ETHICAL DECISION MAKING 2
Ethical Decision Making
Reduction of hospital readmission cases is the ethical dilemma in this case. An example of such a situation is seen where a 78-year old male was diagnosed with congestive heart failure and was admitted to a nursing facility following three days of acute care in the hospital. The patient has been hospitalized four times for the past eleven months (Evans, 2012). Every time he was discharged he went directly home from the hospital. After a few days in the nursing facility, the patient started experiencing shortness of breath, and he required supplemental oxygen. A physician examined him, and it found that he had diminished breath sounds in both of his sides but mostly on his right. He was sent to the hospital and he was subsequently readmitted to the same hospital. This situation alerted the hospital’s chief of staff who immediately summoned the nursing facility administrator to complain about the case. It was found that the facility’s nursing unit had the highest rate of readmission in the area than any other. The patient was seen to have a large right pleural effusion after proper diagnosis in the hospital.
Rehospitalization rates, especially for chronic conditions, have increased over the past few years especially for Medicare beneficiaries. Medicare has judged most of these cases to be avoidable since reports indicate that half the cases of readmission patients have not been seen by a physician or any other health professional after their initial discharge from the hospital. It is recognized that the ethics of business is the making of profits while that of a healthcare systems caring is the most important. As an executive of a healthcare facility, one would find him/herself in a dilemma to make profits for the hospital or deliver care to the patients who would sometimes lead to the facility into losses. The cost of health care in any country is extraordinary and as an executive officer planning and initiation of follow-up care for patients with chronic conditions would be costly. In this case, the hospital would have to initiate follow-up care for the patient after a day or two of his discharge which would comprise of a team consisting of a nurse, a physician, and nutritionist who will have to check on him and several other patients. The formation of a follow-up team to each of the patient’s home is the right way to go about this case but how about the extra charges. The medical benefits of patients with chronic conditions especially those at old age are limited to the hospital and not their homes.
Patients are merely just discharged from hospitals sometimes while they are still sick and are expected to recover from home especially for patients with chronic conditions fully. This compromises the ethics and standards of healthcare by allowing ill patients to go back home instead of working hard and improving care. This results in patients needing more attention outside the hospital. This has led to several hospitals creating a post-acute care unit comprising of skilled nursing facilities, rehabilitation units and home health care agencies whose primary goal is finishing the job that hospitals seem to have neglected and no longer doing with the costs being incurred by Medicare (Abdul-Aziz et al., 2017). Due to this vast costs and poor care planning for patients, inadequate follow-up, and poor decisions made in hospitals bout patients discharges Medicare aligned their incentives by rewarding facilities that recorded fewer readmission cases. However, this approach has not worked out since most hospitals blame nursing facilities when patients are brought back to the hospital like in this case.
Communication
Healthcare professionals tend blaming others for an adverse outcome is natural especially when the person feels that he/she did their best. However as long as care of a single illness is in question, communication, care planning, coordination, and follow-up care is most critical. The absence of integration and communication between the hospital and the nursing facility is the cause of the patient’s readmission. The hospital should have followed up called or demanded to see the patient’s nurses at the nursing facility asses the patient’s condition before handing him over. This is an essential step so as the hospital to clarify any other issues that the patient might have or the physician might have missed in his/her earlier diagnosis.

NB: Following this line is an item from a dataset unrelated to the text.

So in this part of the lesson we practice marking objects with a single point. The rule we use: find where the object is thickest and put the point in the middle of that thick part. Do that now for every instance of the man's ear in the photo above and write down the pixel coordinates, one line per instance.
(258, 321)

In attempts to reconcile self-interested business and the alternating care for patients that need to come first (Abdul-Aziz et al., 2017).The offering of incentives and disincentives is the correct way of approach, but it is insufficient in attempts of improving the quality of health care. Active involvement of patient’s families and the patients reporting on the quality of care offered in various facilities is another way of ensuring that patients are not discharged while they are still sick. The development of follow up care teams is also another solution to the hospital readmission problem. Also, ensuring that patients have adequate access to hospital care for residents at nursing homes and need hospital readmission.
In conclusion hospital readmission ethical readmission cases mostly affect the hospital administration and the insurance firms. Appropriate measures as the ones discussed above need to be put in place and ensure that quality health care is delivered to patients and hospital readmission rates are decreased.
Reference
Evans, J. (2012). Hospital Readmissions, Ethical Issues, Unintended Consequences. Caring for the Ages, 13(4), 22.
Abdul-Aziz, A. A., Hayward, R. A., Aaronson, K. D., & Hummel, S. L. (2017). Association between Medicare hospital readmission penalties and 30-day combined excess readmission and mortality. JAMA cardiology, 2(2), 200-203.